Les règles de la méthode pour l’expérimentation collective peuvent être résumées par ce slogan magnifique chanté par nos grands-pères quand ils construisaient, à travers les révolutions, la démocratie représentative : «Pas d’impôt sans représentation». Aujourd’hui, on devrait dire «pas d’innovation sans représentation». La nouvelle élite éclairée nous a répété trop longtemps que le meilleur chemin de l’innovation, le seul, était celui qu’elle a tracé. Les premiers Parlements des Etats nations naissants étaient érigés pour voter les budgets. Les nouveaux parlements des choses doivent être réunis pour nous représenter, pour que nous ayons notre mot à dire sur les innovations et que nous décidions ce qui est bon pour nous : « pas d’innovation sans représentation ».

En conclusion, j’avancerai une dernière proposition quant à l’Europe et son identité. Dans cette période de mondialisation, personne ne semble avoir d’idée claire sur la spécificité de notre sous-continent. Une incertitude étonnante, si l’on songe que l’Europe a inventé et développé le régime moderne des innovations scientifiques et techniques - d’autres ont évidemment développé des sciences et techniques, mais sans s’engager dans l’expérimentation folle de construire leurs politiques dans le même mouvement. L’Europe est aujourd’hui une expérience grandeur nature d’une échelle incroyable : elle s’essaye au multiculturalisme, au multinationalisme, et malgré cela, elle cherche, avec lenteur et précaution, comment ériger un bien commun. Nulle part ailleurs ne se sont confrontés autant d’Etats-nations, autant de provinces, de dialectes et de cultures. Nulle part autant de guerres mondiales. Pourtant, nulle part ailleurs autant de personnes ne se sont attelées à la tâche cosmopolite, au sens ordinaire du mot, de vivre côte à côte, dans le même espace, avec le même Parlement, bientôt la même monnaie et le même sens de la démocratie.

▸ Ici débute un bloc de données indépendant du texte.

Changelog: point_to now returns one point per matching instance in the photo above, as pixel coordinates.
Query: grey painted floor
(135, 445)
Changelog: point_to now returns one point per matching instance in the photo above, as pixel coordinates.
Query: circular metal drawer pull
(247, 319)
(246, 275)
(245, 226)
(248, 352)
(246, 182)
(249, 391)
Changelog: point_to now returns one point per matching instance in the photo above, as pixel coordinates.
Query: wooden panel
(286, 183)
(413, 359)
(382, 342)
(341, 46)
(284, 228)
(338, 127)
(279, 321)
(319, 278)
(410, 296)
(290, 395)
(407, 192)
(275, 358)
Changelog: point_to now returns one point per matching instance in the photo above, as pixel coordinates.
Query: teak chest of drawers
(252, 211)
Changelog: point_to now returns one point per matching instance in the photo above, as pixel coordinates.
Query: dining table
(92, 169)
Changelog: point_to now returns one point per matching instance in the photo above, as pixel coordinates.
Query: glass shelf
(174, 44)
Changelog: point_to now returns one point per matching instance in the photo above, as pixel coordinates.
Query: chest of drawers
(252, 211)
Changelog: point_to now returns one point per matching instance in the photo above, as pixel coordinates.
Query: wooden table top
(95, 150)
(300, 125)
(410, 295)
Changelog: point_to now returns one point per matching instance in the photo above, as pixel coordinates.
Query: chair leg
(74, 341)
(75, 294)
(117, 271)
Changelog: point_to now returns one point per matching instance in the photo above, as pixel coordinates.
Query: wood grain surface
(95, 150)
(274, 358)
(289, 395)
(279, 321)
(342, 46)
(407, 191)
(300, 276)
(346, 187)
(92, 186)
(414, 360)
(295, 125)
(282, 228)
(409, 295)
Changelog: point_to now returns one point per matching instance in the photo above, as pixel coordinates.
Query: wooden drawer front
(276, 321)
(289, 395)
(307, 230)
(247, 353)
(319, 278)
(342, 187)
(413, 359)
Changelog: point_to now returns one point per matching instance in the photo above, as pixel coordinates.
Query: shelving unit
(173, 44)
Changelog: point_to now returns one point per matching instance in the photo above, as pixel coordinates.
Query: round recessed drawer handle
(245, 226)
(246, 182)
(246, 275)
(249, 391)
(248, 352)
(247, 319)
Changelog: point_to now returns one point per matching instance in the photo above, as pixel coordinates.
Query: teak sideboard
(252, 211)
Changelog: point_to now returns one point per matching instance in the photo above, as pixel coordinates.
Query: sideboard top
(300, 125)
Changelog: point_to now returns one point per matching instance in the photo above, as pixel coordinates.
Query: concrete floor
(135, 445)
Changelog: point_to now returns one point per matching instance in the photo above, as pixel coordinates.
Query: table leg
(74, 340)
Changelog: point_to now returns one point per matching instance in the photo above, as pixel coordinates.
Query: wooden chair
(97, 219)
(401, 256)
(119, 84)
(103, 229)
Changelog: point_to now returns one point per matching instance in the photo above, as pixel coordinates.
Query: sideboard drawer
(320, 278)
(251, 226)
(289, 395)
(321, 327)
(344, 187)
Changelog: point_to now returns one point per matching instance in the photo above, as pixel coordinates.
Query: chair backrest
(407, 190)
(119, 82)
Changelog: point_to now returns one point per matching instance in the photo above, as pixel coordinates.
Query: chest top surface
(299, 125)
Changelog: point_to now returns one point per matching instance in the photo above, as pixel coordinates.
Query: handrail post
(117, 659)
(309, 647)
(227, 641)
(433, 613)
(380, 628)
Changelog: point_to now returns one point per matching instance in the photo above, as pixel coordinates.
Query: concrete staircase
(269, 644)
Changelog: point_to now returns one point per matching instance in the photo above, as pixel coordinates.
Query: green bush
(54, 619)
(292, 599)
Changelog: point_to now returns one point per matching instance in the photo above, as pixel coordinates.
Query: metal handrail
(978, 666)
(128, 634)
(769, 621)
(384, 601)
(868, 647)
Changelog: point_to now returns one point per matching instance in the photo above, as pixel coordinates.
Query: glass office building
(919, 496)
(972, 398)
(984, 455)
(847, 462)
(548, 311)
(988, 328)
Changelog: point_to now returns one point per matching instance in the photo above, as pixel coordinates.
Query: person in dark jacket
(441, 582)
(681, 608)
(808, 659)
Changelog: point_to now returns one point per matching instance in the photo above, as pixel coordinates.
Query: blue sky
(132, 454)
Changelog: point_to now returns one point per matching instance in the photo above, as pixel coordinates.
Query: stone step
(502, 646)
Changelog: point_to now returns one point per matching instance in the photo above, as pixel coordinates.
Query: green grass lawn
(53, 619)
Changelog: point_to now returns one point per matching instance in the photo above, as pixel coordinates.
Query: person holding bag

Pourquoi ce qui est vrai du multiculturalisme ne le serait pas aussi du multinaturalisme ? Si nous avons inventé la modernité, qui serait mieux placé pour la désinventer ? Personne d’autre ne le fera. Ni les Etats-Unis trop puissants, trop sûrs d’eux, trop profondément impliqués dans cette modernité dont ils ont hérité sans en payer le prix . Ni les nombreuses cultures qui rêvent seulement, de l’Afrique aux rivages de l’Asie et l’Amérique latine, d’être aussi complètement et profondément modernisées. Ils nous ont pris, malheureusement, à nos propres mots. C’est la chance de l’Europe, son devoir et sa responsabilité, d’ajouter  pour la première fois un projet périlleux de démocratie technique à sa tradition vieille et vénérable de démocratie représentative. Si les Européens ont durement appris combien il est difficile d’ériger le bien commun à partir d’autant d’Etats-nations en guerre, ils ont une compétence unique pour apprendre, tout aussi difficilement, comment ériger un bien commun dans des cosmos en compétition. Ceux qui ont inventé l’unification prématurée du monde sous l’aegis d’une nature impérialiste sont bien placés, maintenant que la nature s’est effondrée, pour payer le prix de l’élaboration progressive, attentive et modeste du bien commun, ce nouveau nom de la politique.